Recently I have been asked to support teaching and learning in my school. There’s been some reshuffling and I am filling a void for the moment. And, it is quite interesting, from my point of view. I have always thought from an English point of view. In fact, all my discussions and thoughts have always been about the teaching of English. When I have been talking about French or Geography, I have secretly been thinking about English and dressing it up as another subject. Now, I have to think about every subject and, boy, does it makes my brain hurt. I am having difficult questions and arguments in my brain: How can you show progress in Science books? How can you convince students that teachers are not fooled by large handwriting masking a lack of work? What do you do if a student has started a new book in a subject and the evidence of progress is in his old/new book? These and other questions are floating around in my brain.
However, education is paradoxically both simple and hard. The solutions to the problems are relatively easy, but the journey to those solutions is difficult and tough. You have to sift and sift through things to get the right solutions. It is as if each school has a combination lock and it is the leadership’s job to work out the right combination. They should sift through each dial on the lock until the barrel clicks. Then they should move onto the next one. They might have to revisit an old dial because it wasn’t the right combination for the school and they didn’t realise it at the time. It is a long journey, but is a journey.
Things are not helped by looking at other schools because ‘other’ schools are clearly ‘other’ schools. They are different. They have different students. They have different parents. They have lots of differences. One thing that people have yet to learn in schools is that other schools are different. Schools are not the same thing repeated hundreds of times over with different names and uniforms. Ofsted and Twitter haven’t helped with this myth. Ofsted deems a school is outstanding and everybody rushes to replicate the success. The school has a combination of 7-8-1-2-5-6. Everybody tries to emulate them. People visit the schools and attempt to bottle the success. Some go whole hog and change their combination from 2-1-4-9-0-0 to 7-8-1-2-5-6. Others do it in bits so they might change the first two dials.

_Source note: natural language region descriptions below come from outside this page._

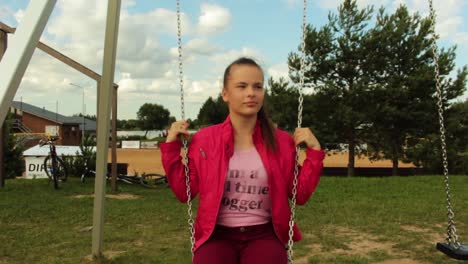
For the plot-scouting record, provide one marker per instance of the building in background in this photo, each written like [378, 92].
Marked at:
[31, 123]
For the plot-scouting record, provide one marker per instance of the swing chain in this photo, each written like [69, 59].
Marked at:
[299, 124]
[452, 237]
[184, 141]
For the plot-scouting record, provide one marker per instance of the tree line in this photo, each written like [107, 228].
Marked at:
[374, 91]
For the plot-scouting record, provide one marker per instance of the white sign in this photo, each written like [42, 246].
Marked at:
[150, 144]
[131, 144]
[35, 167]
[61, 150]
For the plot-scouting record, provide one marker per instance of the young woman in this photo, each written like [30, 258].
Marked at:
[242, 170]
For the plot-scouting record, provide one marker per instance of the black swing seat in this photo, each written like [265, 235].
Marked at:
[453, 252]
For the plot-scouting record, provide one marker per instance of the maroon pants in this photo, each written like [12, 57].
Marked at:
[242, 245]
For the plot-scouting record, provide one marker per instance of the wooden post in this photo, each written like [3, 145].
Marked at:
[114, 140]
[104, 107]
[3, 46]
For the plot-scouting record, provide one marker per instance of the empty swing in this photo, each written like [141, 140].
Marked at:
[452, 246]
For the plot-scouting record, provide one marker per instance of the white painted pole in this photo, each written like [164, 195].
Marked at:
[22, 45]
[104, 106]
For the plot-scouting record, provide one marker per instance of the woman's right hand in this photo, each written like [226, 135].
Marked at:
[177, 128]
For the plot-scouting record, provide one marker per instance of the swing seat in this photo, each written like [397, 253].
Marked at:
[453, 252]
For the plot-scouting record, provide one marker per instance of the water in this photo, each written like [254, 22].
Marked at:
[151, 133]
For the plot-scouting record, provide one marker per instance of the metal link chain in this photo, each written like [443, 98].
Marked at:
[299, 124]
[452, 237]
[184, 141]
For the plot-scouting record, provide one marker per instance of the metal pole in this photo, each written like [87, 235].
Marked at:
[3, 47]
[104, 106]
[15, 61]
[114, 141]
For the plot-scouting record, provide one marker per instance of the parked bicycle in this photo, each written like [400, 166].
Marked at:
[53, 164]
[150, 180]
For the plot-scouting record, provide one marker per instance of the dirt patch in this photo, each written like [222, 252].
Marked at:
[108, 255]
[149, 161]
[432, 236]
[355, 243]
[120, 196]
[362, 243]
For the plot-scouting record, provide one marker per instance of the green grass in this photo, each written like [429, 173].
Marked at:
[348, 220]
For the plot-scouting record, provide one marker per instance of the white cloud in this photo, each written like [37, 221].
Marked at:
[19, 15]
[213, 19]
[279, 70]
[201, 46]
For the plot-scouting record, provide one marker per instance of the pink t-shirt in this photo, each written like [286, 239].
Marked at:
[246, 199]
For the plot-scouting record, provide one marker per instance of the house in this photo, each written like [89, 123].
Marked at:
[31, 123]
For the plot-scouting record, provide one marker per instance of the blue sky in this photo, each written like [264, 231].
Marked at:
[214, 33]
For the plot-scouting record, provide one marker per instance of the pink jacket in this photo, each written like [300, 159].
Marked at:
[209, 154]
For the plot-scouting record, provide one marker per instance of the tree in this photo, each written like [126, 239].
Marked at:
[212, 111]
[336, 56]
[427, 153]
[281, 103]
[152, 117]
[404, 102]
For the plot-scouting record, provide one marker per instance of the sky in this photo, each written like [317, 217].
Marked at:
[214, 33]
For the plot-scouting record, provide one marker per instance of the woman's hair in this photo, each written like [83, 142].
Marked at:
[268, 128]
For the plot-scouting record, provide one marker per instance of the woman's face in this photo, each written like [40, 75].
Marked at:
[244, 91]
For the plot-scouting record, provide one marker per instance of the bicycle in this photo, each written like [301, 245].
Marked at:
[150, 180]
[53, 165]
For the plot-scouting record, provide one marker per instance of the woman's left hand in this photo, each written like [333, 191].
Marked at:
[304, 134]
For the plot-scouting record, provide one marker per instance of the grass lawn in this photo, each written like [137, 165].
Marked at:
[348, 220]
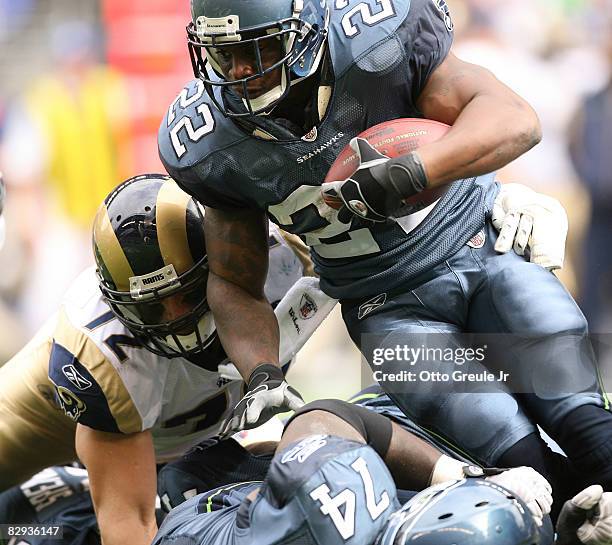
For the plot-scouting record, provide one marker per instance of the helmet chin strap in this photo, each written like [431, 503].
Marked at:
[207, 330]
[268, 97]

Schools should spend more time reflecting and thinking about their contexts. Rushing to emulate another school means you are probably barking up the wrong tree. You don’t copy success; you work out the steps that lead it success. Those steps are often not visible to the human eye. That’s why I think intervention is the single most dangerous word in schools. What interventions have you used? How do you know it has worked? If you think one single action is going to be reflected in a piece of data then you might need to think a little bit more. Yes, my intervention was to paint the room green and look Tim made three levels of progress. Really? That one act was the miracle cure for the student? There’s a lot of things going on in schools and classrooms and we are naïve to think we teach students in isolation separated from factors like emotional state, family life and interest in the topic. The word ‘intervention’ is just a lazy attempt to reduce teaching to simple components. It would be much easy to say ‘stuff you do or have done’.

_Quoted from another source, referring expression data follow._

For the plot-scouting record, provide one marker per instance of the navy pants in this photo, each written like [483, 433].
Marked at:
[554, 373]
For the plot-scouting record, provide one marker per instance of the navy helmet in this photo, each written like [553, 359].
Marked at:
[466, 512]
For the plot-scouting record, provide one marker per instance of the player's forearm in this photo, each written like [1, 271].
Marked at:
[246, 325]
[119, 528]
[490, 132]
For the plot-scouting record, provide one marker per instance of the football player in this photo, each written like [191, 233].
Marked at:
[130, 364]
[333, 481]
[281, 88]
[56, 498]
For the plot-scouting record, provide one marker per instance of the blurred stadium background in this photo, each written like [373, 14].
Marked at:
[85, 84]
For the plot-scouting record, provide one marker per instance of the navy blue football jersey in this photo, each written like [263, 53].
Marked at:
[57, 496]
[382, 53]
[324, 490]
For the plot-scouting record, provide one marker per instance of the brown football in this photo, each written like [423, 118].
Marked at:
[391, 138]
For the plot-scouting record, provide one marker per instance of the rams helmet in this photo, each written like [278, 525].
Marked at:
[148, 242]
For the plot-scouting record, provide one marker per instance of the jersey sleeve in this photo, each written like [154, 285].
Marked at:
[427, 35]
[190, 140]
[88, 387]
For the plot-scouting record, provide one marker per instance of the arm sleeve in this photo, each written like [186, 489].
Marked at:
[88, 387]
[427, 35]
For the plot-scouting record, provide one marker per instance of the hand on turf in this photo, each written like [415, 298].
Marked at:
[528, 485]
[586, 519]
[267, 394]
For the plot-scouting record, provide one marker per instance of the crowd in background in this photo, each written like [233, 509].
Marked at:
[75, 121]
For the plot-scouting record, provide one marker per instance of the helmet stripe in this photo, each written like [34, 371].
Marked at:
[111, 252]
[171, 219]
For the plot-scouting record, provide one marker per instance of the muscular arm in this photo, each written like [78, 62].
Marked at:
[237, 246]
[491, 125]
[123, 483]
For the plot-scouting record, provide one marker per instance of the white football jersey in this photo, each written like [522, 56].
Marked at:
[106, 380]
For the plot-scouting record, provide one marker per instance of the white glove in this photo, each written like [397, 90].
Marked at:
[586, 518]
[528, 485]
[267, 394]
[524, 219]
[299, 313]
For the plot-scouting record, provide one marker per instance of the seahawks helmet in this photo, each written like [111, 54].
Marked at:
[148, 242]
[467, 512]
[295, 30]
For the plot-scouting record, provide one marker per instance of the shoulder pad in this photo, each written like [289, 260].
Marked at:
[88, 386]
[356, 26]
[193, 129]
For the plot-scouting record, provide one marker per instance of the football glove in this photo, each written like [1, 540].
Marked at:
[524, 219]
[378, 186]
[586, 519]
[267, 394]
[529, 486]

I am interested in the Michaela Community School model. Their code of 1-2-0-4-5-2 seems to cause unrest, but what they are doing are exploring the different components that ensure success. They might be using numbers that people are cautious about using, but at least they exploring the components. How many times have I seen people just copy what a successful school does without thinking about the steps? I am interested to see what they do so I can look at my school’s combination. We are all trying to work out what the numbers mean and what the correct position for the numbers should be. I think it is important for schools to reflect and not copy, and schools like Michaela are mirrors to our own. We see ourselves better when we compare ourselves to others.
Each school has a unique number. My school’s code is 5-6-7-3-2-0. It’s now my job, for the moment, to work out what each number represents and then twist the dial to the number. I just know that my first number is something to do with the students, so I am off to think with my fingers in my ears. I am looking at my own school and I am not listening to anybody else until I am ready to. Lah…lah…lah!